2) The music of INXS / While we’re on the topic of revisiting a band, I combed back through footage of this Australian outfit’s 1991 performance at London’s Wembley Stadium. For some reason, I needed a reminder that the late Michael Hutchence was indeed one of the most magnetic frontman we’ve ever known. Not a deity but not quite human, Hutchence is rock and roll embodied in that moment.
3) Yusef Komunyakaa, “Everyday Mojo Songs of Earth” / My first introduction to this Pulitzer-winning poet was an immersion—long, leisurely swims through his new and selected work. I was amazed by the earthiness, the elemental detail, in Komunyakaa’s work as well as its musicality. How can you not respond to a poem like “A Night in Tunisia,” which opens like this:
How long have I listened
to this blues & how long
has Dizzy Gillespie been dead?
I remember an old longing,
a young man reaching
for luck, a finger poised
between pages of Baldwin’s
Notes of a Native Son, a clock
stopped for a hard, crystal-
clear moment.
4) Kate Baer, “I Hope This Finds You Well” / A remarkable sense of liberation lives on the pages of this collection, which makes poetry from the words of online missives—some encouraging, most dripping with some brand of ignorance or misogyny.
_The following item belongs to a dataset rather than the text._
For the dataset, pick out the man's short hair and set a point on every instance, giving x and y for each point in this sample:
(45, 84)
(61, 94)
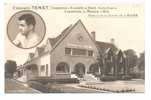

The erasure techniques Baer uses are impressive enough, but her ability to subvert and reform this language will no doubt spur readers to take back the power of words for themselves.
5) David Peisner, “Michael Stipe is Present” for Bitter Southerner / The longtime R.E.M. frontman is now and forever my first answer to the hypothetical “What celebrity would you want to have dinner with?” Peisner’s profile only confirms that choice, looking at Stipe as he begins a new artistic phase and seeks clarity through the fog of our information-rich, wisdom-deficient age.